Frequently Asked Questions

When was the Torosaurus discovered?

It was discovered by a construction crew working at a site in Thornton, Colorado, north of Denver, on August 25.

 

Is this the first Torosaurus discovered in Colorado?

This is the first Torosaurus ever discovered in Colorado!

 

How did Saunders Construction know they found a fossil?

When digging through sand, dirt, and rock, skilled construction workers can tell when they’ve unearthed something unusual. We are grateful that Saunders Construction noticed what was happening and saved this fossil from damage.

 

Which bones have been discovered so far?

Horns, parts of the skull including jaws, the frill, shoulder blade, several vertebrae, lots of ribs, humerus, tibia, and one tooth from a scavenging T. rex.

 

Were all the bones discovered from this Torosaurus?

An estimated 95 percent of the skull and at least 20 percent of the skeleton have now been identified, making this the most complete Cretaceous Period fossil discovered in Colorado, and the most complete Torosaurus ever found anywhere in the world. Most animal skeletons are scattered after death, either by scavengers or by water, so it is rare to find all the bones. 

 

How big is a Torosaurus?

Torosaurus could be 20 to 30 feet long and up to 8 feet tall. However, this Torosaurus is smaller. It may not have been fully grown.

 

How long ago did the Thornton Torosaurus live?

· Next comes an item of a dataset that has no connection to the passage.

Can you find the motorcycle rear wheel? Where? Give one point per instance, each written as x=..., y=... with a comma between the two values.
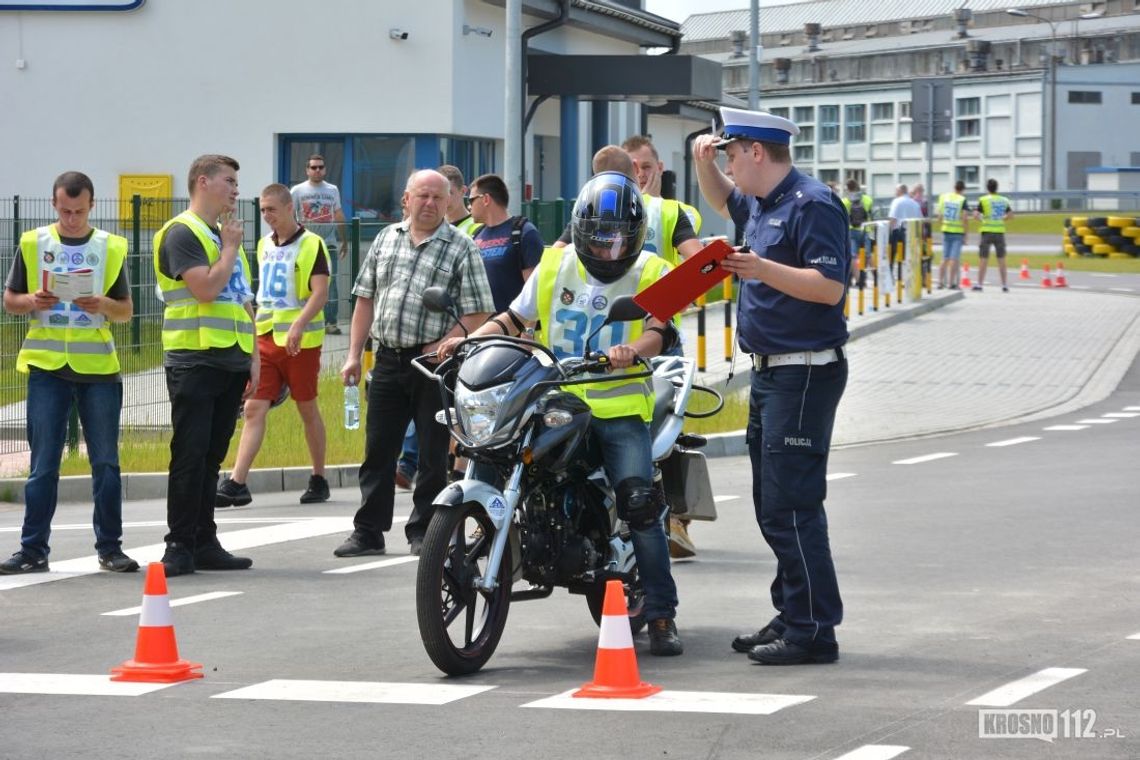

Torosaurus lived during the end of the Cretaceous Period, between 68 and 66 million years ago, just before the extinction of the dinosaurs. This Torosaurus is from the very end of this window, likely just over 66 million years old.

 

Is the Torosaurus male or female?

It is impossible to tell based on the bones that have been unearthed.

 

How long will it take to get the Torosaurus out of the ground?

We are working as fast as we can, but hopefully not too much longer.

 

What happens after you excavate the Torosaurus?

The excavation team digs around the fossils, then encases them in a protective plaster jacket. Once back at the Museum, the jackets are carefully cut open. Skilled lab staff and volunteers use very small, precise instruments that look a lot like dental picks to meticulously sort through every piece of bone collected. They clean out the dirt, and save any small fragments or microfossils that may be near the larger bones. They piece it all together to understand what they have. This entire process is called preparation, and it is likely to take several more months to complete a fossil of this size.

 

Will the Museum display the Torosaurus?

The Torosaurus fossils are on display at the Museum in their plaster jackets. They may be viewed in the Museum’s Paleo Lab, which guests can access inside the Prehistoric Journey exhibition. Because preparation will take about a year, future plans for research and exhibition of the Torosaurus are still to be determined. The Museum will safely preserve the Torosaurus fossil for generations to come.